If success if your game and trophy bull Elk are your aim then you can go with the second option. A guided Trophy hunt. The White Mountain Apache Tribe has hunting guides that will give you a leg up over a do it yourself hunt. After all these native guides have lived in the White Mountains their entire lives and know where the Elk generally are. A guided hunt does not mean a 100% success rate but it does tilt the odds substantially in your favor. The guides will also help you process and carry out your kill, which personally is worth the coin. If you have ever had to make several pack trips up and down the same ridge you start to question a lot of decisions. One of them being “Wish I brought more people with me…” or “I could have paid someone for this…”. This option of course like the Do-it-yourself option is solely dependent on what you the hunter want to experience.
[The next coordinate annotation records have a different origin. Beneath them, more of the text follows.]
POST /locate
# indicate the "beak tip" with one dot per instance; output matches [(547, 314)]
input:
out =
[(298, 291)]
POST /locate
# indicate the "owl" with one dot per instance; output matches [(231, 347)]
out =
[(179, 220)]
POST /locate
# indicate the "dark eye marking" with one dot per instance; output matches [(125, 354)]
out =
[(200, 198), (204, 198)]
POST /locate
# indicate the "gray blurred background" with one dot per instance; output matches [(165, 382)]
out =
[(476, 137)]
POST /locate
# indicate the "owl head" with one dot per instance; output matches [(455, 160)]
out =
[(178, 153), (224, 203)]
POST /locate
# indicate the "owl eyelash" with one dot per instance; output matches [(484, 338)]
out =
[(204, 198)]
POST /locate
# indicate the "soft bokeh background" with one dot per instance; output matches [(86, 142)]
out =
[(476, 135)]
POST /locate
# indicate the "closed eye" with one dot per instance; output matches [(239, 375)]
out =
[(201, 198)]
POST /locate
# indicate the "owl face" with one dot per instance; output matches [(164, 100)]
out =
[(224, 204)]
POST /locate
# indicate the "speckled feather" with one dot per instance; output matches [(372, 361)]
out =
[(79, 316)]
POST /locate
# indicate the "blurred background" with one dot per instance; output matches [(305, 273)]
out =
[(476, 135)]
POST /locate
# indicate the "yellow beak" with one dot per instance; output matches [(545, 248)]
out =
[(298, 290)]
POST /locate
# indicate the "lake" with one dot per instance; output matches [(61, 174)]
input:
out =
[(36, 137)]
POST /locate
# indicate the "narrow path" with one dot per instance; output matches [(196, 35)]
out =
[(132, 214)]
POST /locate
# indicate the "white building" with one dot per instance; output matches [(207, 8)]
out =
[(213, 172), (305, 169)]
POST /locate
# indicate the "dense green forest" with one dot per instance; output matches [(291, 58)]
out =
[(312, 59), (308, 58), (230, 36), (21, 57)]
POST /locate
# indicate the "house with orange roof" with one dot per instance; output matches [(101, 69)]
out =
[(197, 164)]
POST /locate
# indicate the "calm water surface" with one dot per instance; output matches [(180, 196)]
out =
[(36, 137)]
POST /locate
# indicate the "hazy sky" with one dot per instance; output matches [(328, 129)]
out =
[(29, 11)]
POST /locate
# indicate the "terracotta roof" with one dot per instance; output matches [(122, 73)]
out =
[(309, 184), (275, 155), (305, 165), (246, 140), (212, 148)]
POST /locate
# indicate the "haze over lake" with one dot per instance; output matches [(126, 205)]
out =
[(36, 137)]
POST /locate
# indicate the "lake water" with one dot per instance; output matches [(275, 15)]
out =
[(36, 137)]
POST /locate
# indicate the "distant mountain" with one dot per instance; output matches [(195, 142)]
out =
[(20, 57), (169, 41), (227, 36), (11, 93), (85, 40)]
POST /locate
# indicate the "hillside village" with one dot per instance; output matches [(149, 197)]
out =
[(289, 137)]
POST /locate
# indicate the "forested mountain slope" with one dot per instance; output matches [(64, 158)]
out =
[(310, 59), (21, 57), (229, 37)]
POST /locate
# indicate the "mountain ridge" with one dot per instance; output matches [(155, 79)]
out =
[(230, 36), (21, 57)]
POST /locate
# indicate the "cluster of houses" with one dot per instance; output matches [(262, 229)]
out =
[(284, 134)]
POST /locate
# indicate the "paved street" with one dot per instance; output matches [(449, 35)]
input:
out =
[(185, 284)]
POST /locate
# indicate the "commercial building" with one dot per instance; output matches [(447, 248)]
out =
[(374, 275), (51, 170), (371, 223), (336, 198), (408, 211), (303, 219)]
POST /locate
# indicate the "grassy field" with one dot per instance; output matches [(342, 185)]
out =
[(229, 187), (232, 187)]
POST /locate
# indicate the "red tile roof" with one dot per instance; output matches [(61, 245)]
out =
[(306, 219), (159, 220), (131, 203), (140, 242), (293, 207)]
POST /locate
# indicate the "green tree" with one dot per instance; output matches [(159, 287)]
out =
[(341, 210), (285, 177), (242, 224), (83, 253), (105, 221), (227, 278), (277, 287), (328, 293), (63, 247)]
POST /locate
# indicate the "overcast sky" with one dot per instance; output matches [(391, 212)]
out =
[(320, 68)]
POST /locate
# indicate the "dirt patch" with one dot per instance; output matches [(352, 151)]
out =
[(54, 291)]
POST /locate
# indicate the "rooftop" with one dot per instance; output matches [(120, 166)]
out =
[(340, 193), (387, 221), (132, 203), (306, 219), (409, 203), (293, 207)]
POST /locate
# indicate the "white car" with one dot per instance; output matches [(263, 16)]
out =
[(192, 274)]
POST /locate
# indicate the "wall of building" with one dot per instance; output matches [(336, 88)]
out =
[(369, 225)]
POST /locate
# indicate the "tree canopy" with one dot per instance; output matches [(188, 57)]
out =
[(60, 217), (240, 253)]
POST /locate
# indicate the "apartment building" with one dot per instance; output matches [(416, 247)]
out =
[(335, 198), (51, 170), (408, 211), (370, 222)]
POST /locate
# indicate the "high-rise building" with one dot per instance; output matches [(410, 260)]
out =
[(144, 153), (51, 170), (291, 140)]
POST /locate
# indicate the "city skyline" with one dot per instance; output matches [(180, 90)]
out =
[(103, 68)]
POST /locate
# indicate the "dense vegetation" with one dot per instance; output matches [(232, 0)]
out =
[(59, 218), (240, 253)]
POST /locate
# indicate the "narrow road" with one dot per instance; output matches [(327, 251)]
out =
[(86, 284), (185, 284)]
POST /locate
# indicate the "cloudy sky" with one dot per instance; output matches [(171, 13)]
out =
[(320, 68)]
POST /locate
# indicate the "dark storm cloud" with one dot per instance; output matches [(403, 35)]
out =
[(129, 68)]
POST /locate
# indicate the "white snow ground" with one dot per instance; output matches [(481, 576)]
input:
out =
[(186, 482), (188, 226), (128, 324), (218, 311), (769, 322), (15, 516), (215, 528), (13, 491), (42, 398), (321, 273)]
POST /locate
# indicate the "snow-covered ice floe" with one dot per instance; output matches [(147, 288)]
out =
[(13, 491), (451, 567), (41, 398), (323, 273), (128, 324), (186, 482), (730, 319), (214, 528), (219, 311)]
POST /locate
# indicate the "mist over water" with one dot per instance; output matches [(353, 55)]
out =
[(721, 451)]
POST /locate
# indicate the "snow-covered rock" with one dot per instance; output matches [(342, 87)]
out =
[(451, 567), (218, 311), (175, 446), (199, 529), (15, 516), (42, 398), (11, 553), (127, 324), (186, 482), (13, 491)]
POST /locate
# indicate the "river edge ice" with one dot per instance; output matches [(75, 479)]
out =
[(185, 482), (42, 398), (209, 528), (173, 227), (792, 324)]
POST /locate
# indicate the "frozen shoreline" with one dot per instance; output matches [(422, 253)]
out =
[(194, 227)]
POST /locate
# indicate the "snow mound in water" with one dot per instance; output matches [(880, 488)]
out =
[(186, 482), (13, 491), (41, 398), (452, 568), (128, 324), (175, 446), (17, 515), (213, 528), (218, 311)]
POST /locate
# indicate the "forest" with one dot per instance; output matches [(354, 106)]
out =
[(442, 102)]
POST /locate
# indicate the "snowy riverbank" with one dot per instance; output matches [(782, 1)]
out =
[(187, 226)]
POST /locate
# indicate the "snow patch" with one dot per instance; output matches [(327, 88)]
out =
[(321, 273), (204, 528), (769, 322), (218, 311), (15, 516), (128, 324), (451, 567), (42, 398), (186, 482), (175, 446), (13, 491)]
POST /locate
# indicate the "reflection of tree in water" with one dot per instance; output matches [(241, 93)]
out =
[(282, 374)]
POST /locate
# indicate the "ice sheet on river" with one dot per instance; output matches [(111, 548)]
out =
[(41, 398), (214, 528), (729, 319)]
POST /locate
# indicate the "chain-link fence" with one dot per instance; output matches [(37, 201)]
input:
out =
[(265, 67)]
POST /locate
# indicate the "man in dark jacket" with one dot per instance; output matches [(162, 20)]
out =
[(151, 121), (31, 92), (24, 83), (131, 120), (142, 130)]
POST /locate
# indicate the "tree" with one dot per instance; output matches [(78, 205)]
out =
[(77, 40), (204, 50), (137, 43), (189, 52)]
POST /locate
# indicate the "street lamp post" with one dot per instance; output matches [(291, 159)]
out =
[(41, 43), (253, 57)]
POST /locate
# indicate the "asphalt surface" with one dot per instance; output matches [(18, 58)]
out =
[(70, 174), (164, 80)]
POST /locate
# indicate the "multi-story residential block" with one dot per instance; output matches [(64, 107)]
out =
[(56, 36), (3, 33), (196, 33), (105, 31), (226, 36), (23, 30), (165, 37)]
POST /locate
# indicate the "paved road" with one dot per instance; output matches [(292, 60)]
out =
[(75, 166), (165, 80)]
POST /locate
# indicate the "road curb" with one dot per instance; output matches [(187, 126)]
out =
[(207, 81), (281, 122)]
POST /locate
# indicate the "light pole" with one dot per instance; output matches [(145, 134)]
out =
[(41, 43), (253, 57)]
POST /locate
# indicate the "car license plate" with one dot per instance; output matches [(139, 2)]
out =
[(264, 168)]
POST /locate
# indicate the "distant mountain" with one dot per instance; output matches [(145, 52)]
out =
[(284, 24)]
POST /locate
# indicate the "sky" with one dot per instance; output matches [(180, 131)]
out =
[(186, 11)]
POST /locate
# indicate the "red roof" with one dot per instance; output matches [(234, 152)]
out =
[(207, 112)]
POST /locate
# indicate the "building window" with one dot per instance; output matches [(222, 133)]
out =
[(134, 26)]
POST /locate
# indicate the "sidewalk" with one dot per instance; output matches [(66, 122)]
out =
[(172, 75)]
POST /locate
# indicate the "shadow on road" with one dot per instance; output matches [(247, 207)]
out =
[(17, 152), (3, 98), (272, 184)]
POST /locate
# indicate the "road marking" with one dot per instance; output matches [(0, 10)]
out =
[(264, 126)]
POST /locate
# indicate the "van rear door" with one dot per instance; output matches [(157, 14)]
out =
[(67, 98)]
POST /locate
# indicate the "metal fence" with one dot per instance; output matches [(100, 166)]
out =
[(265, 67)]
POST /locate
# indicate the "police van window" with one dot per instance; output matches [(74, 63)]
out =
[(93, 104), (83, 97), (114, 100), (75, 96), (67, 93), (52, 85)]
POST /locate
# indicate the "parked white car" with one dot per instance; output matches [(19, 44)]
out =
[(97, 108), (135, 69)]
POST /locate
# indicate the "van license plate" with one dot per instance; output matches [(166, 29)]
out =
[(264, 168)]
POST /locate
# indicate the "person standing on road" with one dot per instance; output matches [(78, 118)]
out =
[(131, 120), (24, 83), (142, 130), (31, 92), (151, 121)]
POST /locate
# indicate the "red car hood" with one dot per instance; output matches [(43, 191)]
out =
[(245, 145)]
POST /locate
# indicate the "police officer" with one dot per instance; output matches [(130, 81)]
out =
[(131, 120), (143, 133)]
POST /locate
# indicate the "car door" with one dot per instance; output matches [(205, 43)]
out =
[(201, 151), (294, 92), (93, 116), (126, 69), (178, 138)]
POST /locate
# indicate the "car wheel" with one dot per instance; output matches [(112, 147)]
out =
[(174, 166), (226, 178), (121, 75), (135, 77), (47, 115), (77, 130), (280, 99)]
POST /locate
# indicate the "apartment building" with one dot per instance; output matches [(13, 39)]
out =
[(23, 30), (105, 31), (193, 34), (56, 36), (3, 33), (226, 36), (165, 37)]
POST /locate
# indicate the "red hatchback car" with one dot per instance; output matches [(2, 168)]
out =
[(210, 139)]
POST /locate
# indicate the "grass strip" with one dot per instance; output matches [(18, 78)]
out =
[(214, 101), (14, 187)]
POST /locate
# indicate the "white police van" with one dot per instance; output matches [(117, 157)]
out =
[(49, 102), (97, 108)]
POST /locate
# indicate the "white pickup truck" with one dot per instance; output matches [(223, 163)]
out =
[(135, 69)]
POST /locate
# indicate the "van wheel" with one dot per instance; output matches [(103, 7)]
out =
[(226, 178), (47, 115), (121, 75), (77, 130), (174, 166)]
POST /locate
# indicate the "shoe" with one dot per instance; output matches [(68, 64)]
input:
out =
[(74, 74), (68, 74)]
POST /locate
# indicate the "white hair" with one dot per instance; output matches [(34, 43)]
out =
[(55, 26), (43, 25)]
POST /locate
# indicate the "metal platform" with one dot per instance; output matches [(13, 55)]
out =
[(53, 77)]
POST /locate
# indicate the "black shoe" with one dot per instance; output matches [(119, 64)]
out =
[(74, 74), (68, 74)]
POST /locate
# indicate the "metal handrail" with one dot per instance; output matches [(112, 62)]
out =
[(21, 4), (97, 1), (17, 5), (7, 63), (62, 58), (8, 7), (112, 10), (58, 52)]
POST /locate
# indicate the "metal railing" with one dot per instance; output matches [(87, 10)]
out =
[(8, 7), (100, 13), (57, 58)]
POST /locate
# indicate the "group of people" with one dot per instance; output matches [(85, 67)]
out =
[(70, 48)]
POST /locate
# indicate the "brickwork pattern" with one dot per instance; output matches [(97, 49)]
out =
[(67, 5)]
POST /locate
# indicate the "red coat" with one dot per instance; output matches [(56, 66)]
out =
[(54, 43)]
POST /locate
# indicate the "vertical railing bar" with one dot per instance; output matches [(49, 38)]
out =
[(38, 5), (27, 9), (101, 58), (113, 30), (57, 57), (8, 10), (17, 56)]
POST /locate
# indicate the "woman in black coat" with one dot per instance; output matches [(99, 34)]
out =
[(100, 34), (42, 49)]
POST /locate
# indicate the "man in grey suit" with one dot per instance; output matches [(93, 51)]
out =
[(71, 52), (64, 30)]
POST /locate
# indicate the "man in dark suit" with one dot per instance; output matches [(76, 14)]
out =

Both of those options can deliver on a bucket list dream of tracking, finding, and bagging a trophy Elk. Now the hunting regulations, fees, and licenses. As well as guide fees and requirements are ever changing. Conservation laws are ever evolving and are fairly flexible so here is the best place to stay up-to-date on what you need to know to legally and ethnically hunt on the White Mountain Apache Tribe. Be sure to reference that page often to keep up to date on the regulations, licenses and fees so you can plan your trip accordingly.

If you go with the guided option most of the headache of “what do I need to do?” will be taken care of for you by local experts that do this every year for folks. Peace of mind comes with a cost but it is well worth it for those that wish. The Do-it-yourself option is a great way to personally challenge yourself and you can still employ help from the White Mountain Apache Tribe who will help ensure you stay in the right direction. They want you to be legal, ethical and successful regardless. So do not discount non-guided services just be aware that the guided hunt will most likely be the easiest for those willing to spend.

If you have chosen to Elk hunt on the White Mountain Apache Tribal lands then you have already made the right choice on where to hunt, there really is no wrong choice on how. Guided, or non-guided the experience is going to be one you refer back to for many years. The sights, sounds, smells, and overall adventure will forever be emblazoned on your memory. That is something you cannot put a price on.